Declínio da MPB
Daniel Piza
Não é de hoje que os grandes nomes da MPB já não são os mesmos. O último CD excelente de Chico Buarque foi Paratodos, que é de 1993; o de Caetano, Circuladô, 1992. São os dois maiores compositores surgidos nos festivais do final dos anos 60, responsáveis por dialogar com a bossa nova e o samba-canção com letras mais inventivas e críticas. E há mais de dez anos não acertam em cheio, exceto por uma ou outra música e por uma qualidade média que sempre se espera deles. O mesmo se pode dizer de outros da mesma geração, como Djavan, Jorge Ben, Milton, Gilberto Gil. Suas canções mais recentes ou parecem versões daquelas que os consagraram, livres de idéias melódicas e verbais novas, ou simplesmente não têm viço, não combinam palavras e sons de forma memorável.

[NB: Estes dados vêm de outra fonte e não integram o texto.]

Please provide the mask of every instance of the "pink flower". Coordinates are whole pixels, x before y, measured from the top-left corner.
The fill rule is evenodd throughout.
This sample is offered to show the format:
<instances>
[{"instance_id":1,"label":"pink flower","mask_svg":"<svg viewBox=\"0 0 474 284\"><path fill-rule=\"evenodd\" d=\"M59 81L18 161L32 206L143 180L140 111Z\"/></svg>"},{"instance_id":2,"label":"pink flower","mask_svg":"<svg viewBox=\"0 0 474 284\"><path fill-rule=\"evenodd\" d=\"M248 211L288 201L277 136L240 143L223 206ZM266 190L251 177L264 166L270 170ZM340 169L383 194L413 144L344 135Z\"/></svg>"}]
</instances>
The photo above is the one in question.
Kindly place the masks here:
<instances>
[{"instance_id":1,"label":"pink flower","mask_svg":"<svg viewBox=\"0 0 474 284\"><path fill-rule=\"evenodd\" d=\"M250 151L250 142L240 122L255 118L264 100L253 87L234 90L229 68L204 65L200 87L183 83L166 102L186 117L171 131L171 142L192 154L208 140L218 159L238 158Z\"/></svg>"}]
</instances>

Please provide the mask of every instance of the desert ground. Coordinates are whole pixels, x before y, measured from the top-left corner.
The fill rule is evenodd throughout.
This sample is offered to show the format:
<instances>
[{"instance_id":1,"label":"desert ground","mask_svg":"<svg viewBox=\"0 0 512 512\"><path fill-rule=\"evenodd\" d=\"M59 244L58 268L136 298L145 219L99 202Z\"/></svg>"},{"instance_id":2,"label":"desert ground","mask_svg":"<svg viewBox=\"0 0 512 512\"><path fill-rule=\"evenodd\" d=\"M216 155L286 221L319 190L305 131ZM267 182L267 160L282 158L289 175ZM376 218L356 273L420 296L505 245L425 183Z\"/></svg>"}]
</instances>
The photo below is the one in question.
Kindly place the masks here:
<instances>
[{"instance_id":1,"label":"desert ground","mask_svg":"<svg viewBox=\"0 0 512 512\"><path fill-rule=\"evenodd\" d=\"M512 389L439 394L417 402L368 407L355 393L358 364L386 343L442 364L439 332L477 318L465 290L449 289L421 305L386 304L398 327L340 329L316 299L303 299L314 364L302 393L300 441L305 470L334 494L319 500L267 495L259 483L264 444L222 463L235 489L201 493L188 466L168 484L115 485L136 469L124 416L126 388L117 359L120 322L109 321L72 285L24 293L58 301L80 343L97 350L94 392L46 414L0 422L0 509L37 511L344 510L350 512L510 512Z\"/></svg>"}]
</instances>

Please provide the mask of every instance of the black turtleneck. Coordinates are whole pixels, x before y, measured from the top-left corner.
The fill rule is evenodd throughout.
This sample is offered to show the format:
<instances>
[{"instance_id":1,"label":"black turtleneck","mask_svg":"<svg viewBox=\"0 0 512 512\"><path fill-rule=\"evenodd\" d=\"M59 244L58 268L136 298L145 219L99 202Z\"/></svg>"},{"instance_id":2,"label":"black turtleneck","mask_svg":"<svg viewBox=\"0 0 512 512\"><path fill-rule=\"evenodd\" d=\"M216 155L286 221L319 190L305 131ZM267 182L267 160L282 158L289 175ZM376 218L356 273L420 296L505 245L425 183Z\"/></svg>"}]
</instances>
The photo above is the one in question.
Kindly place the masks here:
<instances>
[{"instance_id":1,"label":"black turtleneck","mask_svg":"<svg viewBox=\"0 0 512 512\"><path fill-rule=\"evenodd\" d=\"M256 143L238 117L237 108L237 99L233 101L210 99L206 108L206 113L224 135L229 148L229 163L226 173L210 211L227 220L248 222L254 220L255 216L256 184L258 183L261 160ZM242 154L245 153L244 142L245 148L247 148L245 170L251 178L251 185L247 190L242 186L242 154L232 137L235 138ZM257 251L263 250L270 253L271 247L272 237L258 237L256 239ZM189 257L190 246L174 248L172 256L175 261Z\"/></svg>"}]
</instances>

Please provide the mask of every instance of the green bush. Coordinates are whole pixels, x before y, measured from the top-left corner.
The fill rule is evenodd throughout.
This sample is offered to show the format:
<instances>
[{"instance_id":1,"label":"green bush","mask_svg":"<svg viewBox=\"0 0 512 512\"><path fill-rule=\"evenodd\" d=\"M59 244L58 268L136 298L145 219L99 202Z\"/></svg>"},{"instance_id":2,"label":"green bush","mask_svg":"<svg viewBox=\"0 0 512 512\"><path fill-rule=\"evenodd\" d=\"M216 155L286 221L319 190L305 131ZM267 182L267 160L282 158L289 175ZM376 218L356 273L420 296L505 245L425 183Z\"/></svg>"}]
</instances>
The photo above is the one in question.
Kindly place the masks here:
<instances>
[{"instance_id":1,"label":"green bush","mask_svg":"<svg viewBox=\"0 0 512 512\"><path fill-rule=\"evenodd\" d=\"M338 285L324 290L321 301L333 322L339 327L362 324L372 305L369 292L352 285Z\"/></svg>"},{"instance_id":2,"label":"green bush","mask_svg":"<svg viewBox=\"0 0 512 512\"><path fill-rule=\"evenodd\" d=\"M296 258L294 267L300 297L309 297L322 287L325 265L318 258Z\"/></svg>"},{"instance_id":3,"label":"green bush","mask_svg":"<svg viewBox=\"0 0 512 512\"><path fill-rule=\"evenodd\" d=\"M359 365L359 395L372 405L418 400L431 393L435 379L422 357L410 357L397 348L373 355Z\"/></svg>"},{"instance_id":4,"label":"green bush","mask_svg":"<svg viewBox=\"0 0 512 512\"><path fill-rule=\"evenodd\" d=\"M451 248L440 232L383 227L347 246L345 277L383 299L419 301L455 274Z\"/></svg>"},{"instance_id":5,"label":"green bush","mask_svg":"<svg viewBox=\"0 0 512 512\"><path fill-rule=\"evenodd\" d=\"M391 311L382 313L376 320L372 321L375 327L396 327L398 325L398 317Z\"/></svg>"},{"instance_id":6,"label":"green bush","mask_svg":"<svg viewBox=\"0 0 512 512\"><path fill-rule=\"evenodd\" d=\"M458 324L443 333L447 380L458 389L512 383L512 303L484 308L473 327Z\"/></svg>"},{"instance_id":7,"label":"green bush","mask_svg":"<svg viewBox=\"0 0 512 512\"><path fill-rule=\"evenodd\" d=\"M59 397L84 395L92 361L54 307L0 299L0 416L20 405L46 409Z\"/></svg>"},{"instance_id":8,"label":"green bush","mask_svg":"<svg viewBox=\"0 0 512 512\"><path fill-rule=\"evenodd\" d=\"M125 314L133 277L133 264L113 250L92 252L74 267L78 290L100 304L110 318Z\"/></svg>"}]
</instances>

Reação imediata: 'Natural, eles têm mais de 60 anos e agora é a vez dos jovens.' Felizmente, eles são os primeiros a reconhecer isso, já que a crítica musical que deveria fazê-lo não o faz - talvez por medo de incomodar medalhões, talvez por falta de ter o que apontar para o lugar. Chico disse há alguns anos, já mais preocupado com sua prosa de ficção (que melhorou de livro em livro, apesar do preconceito da classe literária), que 'música popular é coisa para jovens'. Caetano declara em texto no novo CD que já fez uma 'quantidade ridícula' de canções ruins. Mas será que é mesmo uma questão meramente de vitalidade, de jovialidade? Comento em breve o novo CD de Bob Dylan, por exemplo; ele também já não é o mesmo - como Paul McCartney tampouco é -, mas ainda faz algo ambicioso. Leonard Cohen, Lou Reed, há alguns cancionistas da velha-guarda contracultural que seguem produzindo com frescor.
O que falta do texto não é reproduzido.